Five researchers, each from a different discipline, put forward 14 proposals to reorganise, simplify and transform France’s research and innovation environment, after Retailleau commissioned them to conduct a review last December.

The work was overseen by Philippe Gillet, a geophysicist who is vice president for academic affairs at École polytechnique fédérale in Lausanne, and a former president of ANR, France’s National Research Agency.

The main problem as the scientists see it, is red tape and a shortage of funding. An excessive administrative burden is holding back researchers’ creativity, while the top down way in which research is directed and a lack of clarity about the relationships between the major research universities and national research agencies like CNRS and Inserm, leaves researchers feeling their jobs are an “obstacle race”, the report says.

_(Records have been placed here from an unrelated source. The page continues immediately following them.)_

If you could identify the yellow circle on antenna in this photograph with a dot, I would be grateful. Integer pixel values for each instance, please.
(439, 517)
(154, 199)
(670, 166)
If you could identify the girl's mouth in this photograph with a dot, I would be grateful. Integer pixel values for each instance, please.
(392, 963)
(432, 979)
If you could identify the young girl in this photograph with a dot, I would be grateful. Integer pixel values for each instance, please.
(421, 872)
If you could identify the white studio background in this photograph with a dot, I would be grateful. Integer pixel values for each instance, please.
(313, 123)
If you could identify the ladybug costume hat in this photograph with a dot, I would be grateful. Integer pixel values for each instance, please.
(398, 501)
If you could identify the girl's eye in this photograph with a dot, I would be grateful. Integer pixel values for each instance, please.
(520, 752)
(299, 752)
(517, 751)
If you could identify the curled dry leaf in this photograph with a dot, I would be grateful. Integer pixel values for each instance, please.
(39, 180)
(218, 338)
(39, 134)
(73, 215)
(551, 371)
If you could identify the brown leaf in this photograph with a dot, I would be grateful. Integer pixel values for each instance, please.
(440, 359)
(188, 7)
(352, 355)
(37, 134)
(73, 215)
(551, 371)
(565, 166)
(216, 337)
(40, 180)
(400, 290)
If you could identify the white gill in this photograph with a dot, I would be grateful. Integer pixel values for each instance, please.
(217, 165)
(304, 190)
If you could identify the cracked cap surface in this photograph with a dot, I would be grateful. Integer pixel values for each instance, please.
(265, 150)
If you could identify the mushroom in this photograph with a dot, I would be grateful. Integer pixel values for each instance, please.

To address this, a new structure should be put in place, centred around six strategic goals, in order to ‘renovate’ the research and innovation environment, clarify the position of researchers who currently find they are reporting to more than one manager, and give them more time to carry out research, in effect to modernise the system in its entirety, says the report.

Top to bottom reform

Modernisation must involve changes to how the research system operates from the lowest levels up to the government and the Elysée Palace.

At the top, the reports argues for the Conseil stratégique de la recherche (CSR), a scientific advisory body to the prime minister, to be scrapped, saying it has been “dormant” since its creation in 2013, and in any case lacks strategic impact.

In its place, the report proposes establishing a Haut-conseiller à la science (HCS), a full-time scientific advisory body to either the president or the prime minister, modelled on counterparts such as the chief science adviser in Canada, the government chief scientific adviser in the UK and the prime minister’s chief science adviser in New Zealand.

The HCS should be under the authority of the ministry of education and research, the report says.

There is also a recommendation to give the research agencies a greater role in steering research programmes at a national level, by coordinating a Plan national de recherche (PNR), to consolidate or build French leadership in scientific fields where it has existing strengths.

This would be ‘trickled down’ to local institutes and universities, drawing on the Pôle universitaire d’innovation (PUI), a programme of innovation projects run by the Ministry of Education and Science.

The regions should look out for partnerships with PUI projects in an effort to boost complementarity, says the report.

The PNR will hang on the government’s ability to tackle the elephant in the room, which is the notorious administrative overheads in the complicated French research system.

To deal with this, the report says different arms of the research system should share the same management infrastructure and there should be ‘a no-wrong door principle’ to bypass the existing complications of validation and signatures being required from each laboratory.

There are fresh ideas for retaining research students and professors, mainly by levelling the teaching playing field, by spreading responsibility for teaching between early and more high-profile researchers and recruiting across France’s laboratories and universities.

Money


The report pushes for an increase in the overall budget to stop years of squeeze. France spends 2.2% of its GDP on R&D, below Germany and the US. Only €1 billion of the €50 billion budget of its innovation programme, France 2030, was spent on high risk research.

Investment on frontier research should be bumped up from €1 to €2 billion, the report says.

Similarly, there should be more money for early researchers and doctoral students to attract them to research careers in France and stop them from going abroad.

The ministry expects to start implementing the reforms in September 2023, according to a letter from Retailleau to Gillet.